Budd Gould, founder and owner of Anthony’s Restaurants, stands in the hallway of one of his newest acquisitions – which is one of his oldest properties.
Harbor Lights celebrated its 50th anniversary Thursday.
Emotion steals strength from Gould’s voice. His eyes slowly redden as a prologue to tears.
“I don’t know why I’m so emotional about this restaurant, but I am,” he said. “It’s in my blood. And to see it being honored … .”
Harbor Lights, long a fixture along Tacoma’s Ruston Way, was about to turn 40 when Gould added it to his collection of upscale Pacific Northwest waterfront restaurants.
He purchased Harbor Lights in 2000 from LaMoyne Hreha, daughter of the founder, Anton Barcott.
Gould recalls, “LaMoyne said, ‘Budd, Do you think you can carry on the traditions?’”
He said he would.
And he has.
Moderate prices, hefty portions, fresh ingredients. Memories on the walls – from photographs to taxidermied fish. Nectar chowder. Stiff martinis.
Maybe 300 people were there at the party Thursday afternoon. Longtime customers, longtime employees, friends and members of the extended family came to pay tribute. Out on the sidewalk beneath a tent alongside Ruston Way, the mayor spoke. So too a congressman.
But this is Harbor Lights – so the regulars stayed in the bar. This is where they’ve been for five decades.
The boys, retired now from business and industry.
Said Bob Knutsen, “We have been coming here four, five, six days a week. The road out front was a dirt and oil mat. This is the place where everybody went. Back then, people used to drink a lot more. On Wednesdays, we never went back to work.”
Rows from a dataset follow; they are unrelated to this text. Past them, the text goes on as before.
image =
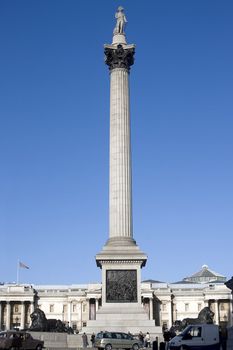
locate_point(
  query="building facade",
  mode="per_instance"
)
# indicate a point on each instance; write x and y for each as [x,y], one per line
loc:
[77,304]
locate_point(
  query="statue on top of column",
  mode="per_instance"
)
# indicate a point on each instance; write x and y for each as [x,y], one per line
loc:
[121,20]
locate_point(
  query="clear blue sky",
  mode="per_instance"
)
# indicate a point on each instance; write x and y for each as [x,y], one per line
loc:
[54,135]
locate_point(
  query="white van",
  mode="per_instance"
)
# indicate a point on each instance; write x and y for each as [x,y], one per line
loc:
[198,337]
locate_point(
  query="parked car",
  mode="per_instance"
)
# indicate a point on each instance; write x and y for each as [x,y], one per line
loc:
[116,340]
[199,336]
[19,340]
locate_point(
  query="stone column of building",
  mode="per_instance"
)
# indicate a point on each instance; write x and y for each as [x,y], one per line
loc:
[151,308]
[8,315]
[216,311]
[32,307]
[22,320]
[69,312]
[0,315]
[96,304]
[169,310]
[121,259]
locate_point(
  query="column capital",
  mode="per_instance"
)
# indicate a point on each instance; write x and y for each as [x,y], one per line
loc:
[119,57]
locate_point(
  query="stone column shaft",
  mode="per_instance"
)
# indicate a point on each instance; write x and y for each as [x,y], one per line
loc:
[0,315]
[22,321]
[216,311]
[120,156]
[8,315]
[96,304]
[151,309]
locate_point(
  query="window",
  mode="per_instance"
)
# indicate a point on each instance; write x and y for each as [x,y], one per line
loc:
[16,308]
[64,309]
[195,332]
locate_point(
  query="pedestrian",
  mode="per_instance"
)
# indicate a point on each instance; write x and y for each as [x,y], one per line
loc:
[147,340]
[93,339]
[141,338]
[85,340]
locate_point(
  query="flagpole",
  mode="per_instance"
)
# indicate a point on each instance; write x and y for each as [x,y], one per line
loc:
[17,271]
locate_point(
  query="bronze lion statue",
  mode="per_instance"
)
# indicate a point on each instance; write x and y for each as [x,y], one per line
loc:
[41,324]
[205,316]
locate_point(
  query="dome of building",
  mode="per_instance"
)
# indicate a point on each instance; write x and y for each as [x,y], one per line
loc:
[205,275]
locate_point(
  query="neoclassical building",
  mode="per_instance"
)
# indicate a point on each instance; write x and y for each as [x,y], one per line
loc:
[76,304]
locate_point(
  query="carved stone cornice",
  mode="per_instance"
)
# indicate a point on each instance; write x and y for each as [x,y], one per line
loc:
[119,57]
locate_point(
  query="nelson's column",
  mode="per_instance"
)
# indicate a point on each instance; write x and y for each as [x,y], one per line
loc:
[121,259]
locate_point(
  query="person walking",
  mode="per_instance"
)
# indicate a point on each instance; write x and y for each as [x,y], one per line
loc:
[93,339]
[141,338]
[147,340]
[85,340]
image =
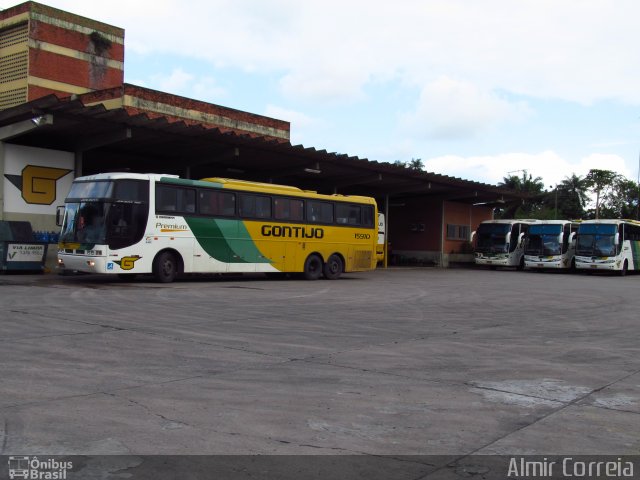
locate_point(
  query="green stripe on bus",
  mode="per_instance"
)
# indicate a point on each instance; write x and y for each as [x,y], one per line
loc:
[635,253]
[227,241]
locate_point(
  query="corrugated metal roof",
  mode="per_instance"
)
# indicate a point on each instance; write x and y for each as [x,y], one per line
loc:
[154,144]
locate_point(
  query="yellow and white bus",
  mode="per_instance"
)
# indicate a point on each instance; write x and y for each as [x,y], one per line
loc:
[124,223]
[608,245]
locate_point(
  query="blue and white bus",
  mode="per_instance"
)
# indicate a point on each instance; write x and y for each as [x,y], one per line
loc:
[608,245]
[551,244]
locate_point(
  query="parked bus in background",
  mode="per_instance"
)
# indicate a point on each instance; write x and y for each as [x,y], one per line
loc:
[500,243]
[551,244]
[608,245]
[121,223]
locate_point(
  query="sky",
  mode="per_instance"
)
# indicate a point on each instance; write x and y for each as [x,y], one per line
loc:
[475,89]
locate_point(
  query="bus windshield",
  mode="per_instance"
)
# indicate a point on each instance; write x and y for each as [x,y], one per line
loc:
[106,213]
[543,240]
[492,237]
[596,240]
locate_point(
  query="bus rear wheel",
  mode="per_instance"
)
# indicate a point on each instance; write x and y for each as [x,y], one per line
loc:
[165,267]
[312,267]
[333,268]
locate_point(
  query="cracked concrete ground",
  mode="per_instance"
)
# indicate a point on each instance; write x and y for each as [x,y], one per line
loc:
[402,362]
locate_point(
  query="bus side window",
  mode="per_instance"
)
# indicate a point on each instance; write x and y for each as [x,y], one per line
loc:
[214,202]
[319,212]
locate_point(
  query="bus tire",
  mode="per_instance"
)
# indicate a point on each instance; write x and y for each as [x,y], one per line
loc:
[625,268]
[312,267]
[165,267]
[333,268]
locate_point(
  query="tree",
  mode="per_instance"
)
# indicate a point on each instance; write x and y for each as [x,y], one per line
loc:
[530,206]
[416,164]
[621,200]
[600,182]
[570,197]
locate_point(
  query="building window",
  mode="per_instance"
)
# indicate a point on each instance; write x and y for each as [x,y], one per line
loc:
[457,232]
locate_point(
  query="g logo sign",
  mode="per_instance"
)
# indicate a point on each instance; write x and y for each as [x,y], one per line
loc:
[38,184]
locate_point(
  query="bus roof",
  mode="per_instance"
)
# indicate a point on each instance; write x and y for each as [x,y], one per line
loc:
[219,182]
[124,176]
[616,221]
[512,220]
[558,222]
[246,185]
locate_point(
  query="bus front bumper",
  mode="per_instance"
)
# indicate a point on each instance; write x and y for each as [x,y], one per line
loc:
[82,263]
[544,262]
[493,261]
[587,263]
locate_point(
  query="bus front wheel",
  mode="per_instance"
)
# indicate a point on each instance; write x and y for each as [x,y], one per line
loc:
[165,267]
[625,267]
[333,268]
[312,267]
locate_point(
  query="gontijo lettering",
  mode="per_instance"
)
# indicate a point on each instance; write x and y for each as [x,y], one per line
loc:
[291,232]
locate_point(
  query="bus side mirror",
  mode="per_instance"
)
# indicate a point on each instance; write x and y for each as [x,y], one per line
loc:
[59,215]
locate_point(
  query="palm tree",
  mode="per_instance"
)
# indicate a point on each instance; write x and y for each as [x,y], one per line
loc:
[524,184]
[572,193]
[600,181]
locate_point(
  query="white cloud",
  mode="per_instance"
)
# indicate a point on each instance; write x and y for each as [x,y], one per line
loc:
[548,165]
[187,84]
[301,123]
[451,109]
[576,50]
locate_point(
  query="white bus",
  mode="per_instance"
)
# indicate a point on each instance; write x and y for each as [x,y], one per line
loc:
[608,245]
[551,244]
[126,224]
[500,243]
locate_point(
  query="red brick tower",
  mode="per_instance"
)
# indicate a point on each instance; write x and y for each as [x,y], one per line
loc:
[44,50]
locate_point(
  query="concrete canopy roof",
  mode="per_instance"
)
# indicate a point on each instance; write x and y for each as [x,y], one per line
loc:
[115,140]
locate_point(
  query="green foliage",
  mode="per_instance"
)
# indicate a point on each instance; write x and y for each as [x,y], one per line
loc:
[529,207]
[414,164]
[601,182]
Knutsen said he did the sheet metal work on the restaurant. He said it cost Barcott $36,000 to open the place.
Says a colleague, “Most of us did more business here than at the office. Lawyers met with clients, brokers made real estate deals.”
Those were the days of liar’s poker and good Scotch, of a waterfront where millworkers and boatbuilders greatly outnumbered dogwalkers and tourists.
Out front on Thursday afternoon, Barcott’s family reminisced.
“Back then, in those days, everything was on a handshake,” said granddaughter Roxane Hreha. “Mr. Nalley would come down with his condiments in a basket. Anton would pour your own ketchup.”
He would do so, she said, not because he was being polite. Rather, it was because ketchup cost money.
But Anton let some customers, a hundred or so, keep a tab.
“At the beginning, Grandma and Grandpa would work here together,” Hreha said.
That would be Anton and his wife, Jennie.
Granddaughter Tina Haggen recalled, “For years, Mom would leave, Daddy would come home.”
Barcott would come into the restaurant a little after 4 a.m. to cut the meat and fillet the fish. Some pals would arrive at the back door around 6, and the men would sit for a spell drinking coffee.
Barcott raised the flag every day.
The legend has it that as a boy of around 10 he cried the day he sailed past the Statue of Liberty. He’d been called to America from the island of Korcula, in Croatia. His father needed help at the family’s California Oyster House on Pacific Avenue – a restaurant Barcott sold in 1958 before moving to Ruston Way, then something of a social wilderness.
“People thought he was nuts,” said Hreha. “ ‘Tony, you’re crazy,’ they said. ‘Nobody will come down this road.’”
Back then, nightlife along Ruston Way stopped at the Top of the Ocean. From there to the smelter the waterfront was defined by the workday.
“Opening night, it was very quiet,” said granddaughter Ruby Gallagher.
“I remember we didn’t have much business,” said Haggen. “February. Down here.”
And on that first Fourth of July, she said, Jennie Barcott tried to attract business by standing in front of the restaurant wearing a black leotard and a grass skirt.
“She had great legs,” said Hreha.
It was Jennie Barcott who designed the plywood fish that swim on the outside of the building, Hreha said.
Anton died two days before Anthony’s took over.
And a granddaughter remembers how he would sing the song, “Harbor Lights,” to her as if it were a morning lullaby.
It’s the song where “all the while my heart keeps praying that some day harbor lights will bring you back to me.”